IT Security Is a Process, Not a State
Cyber threats evolve faster than ever — ransomware attacks, phishing, supply chain attacks, zero-day exploits. Even the best IT infrastructure can have vulnerabilities waiting to be discovered. A security audit is a controlled assessment of your own systems' resilience — before real attackers do it for you.
A comprehensive cybersecurity program is not a one-time project but a continuous cycle: identify threats, protect, detect, respond, and recover. Each stage requires the right tools, processes, and competencies.
Penetration Testing — Offensive Verification
Penetration tests simulate real attacks on an organization's systems under controlled conditions. Three approaches: black-box (the tester has no knowledge of the system — simulating an external attacker), grey-box (partial knowledge — simulating a malicious insider), and white-box (full knowledge, including source code — the deepest analysis).
We test resilience against common attack vectors following OWASP Top 10 — SQL injection, XSS, CSRF, privilege escalation, lateral movement.
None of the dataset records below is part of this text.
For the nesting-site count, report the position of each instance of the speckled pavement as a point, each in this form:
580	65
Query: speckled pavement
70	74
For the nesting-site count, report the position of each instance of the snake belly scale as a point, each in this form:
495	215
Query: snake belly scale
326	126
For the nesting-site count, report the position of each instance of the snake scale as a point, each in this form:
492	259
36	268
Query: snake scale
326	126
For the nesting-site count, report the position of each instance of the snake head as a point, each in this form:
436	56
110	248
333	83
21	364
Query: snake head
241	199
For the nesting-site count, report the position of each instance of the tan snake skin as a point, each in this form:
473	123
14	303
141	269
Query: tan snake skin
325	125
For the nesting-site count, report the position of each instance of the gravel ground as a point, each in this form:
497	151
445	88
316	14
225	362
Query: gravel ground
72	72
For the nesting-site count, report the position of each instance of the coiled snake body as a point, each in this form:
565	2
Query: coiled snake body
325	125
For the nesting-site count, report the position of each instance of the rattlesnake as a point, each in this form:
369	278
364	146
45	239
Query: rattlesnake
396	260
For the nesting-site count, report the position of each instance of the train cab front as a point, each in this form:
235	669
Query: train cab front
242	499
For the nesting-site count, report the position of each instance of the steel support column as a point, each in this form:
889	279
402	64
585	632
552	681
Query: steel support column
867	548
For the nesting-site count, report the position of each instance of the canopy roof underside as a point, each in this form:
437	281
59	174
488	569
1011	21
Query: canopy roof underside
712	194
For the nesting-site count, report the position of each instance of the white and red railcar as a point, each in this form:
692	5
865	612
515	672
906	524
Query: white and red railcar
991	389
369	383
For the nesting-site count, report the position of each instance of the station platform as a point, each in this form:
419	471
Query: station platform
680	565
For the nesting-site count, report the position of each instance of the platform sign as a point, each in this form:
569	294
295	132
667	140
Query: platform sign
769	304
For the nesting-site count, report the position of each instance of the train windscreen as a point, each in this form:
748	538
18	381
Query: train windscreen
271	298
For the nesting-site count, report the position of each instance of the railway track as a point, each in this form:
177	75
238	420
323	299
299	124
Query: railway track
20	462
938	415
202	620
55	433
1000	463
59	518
AI supports the process by analyzing source code and configurations for vulnerabilities — we detect more flaws than with manual testing alone.
SIEM — The Eyes and Ears of Security
A SIEM (Security Information and Event Management) system collects and correlates logs from across the entire IT infrastructure — firewalls, servers, applications, network devices, cloud services. It automatically detects anomalies, correlates events from different sources, and generates security alerts.
The key is tuning the rules to the specifics of the organization. An out-of-the-box SIEM with default rules generates dozens of false positives daily — noise that leads to alert fatigue. We design correlation rules tailored to the client's infrastructure and industry-specific threats, minimizing noise and maximizing the value of every alert.
SOC — 24/7 Monitoring
A Security Operations Center is a team of security analysts monitoring events around the clock. The SOC receives alerts from the SIEM, analyzes them, correlates them with threat intelligence, and escalates confirmed incidents. AI supports the analysts — ML models detect attack patterns invisible to static rules, reduce false positives, and prioritize events by criticality.
Incident response procedures define how to respond to each type of incident — who is notified, what steps to take, how to preserve evidence, and when to involve law enforcement. Regular tabletop exercises verify that procedures work in practice.
PAM and DLP — Protection from Within
Not all threats come from outside. PAM (Privileged Access Management) controls administrator access to critical systems — session recording, password rotation, just-in-time access. DLP (Data Loss Prevention) monitors and blocks unauthorized transfer of sensitive data — via email, USB, cloud storage, or printing. Together, they form a layer of protection against insider threats and data leaks.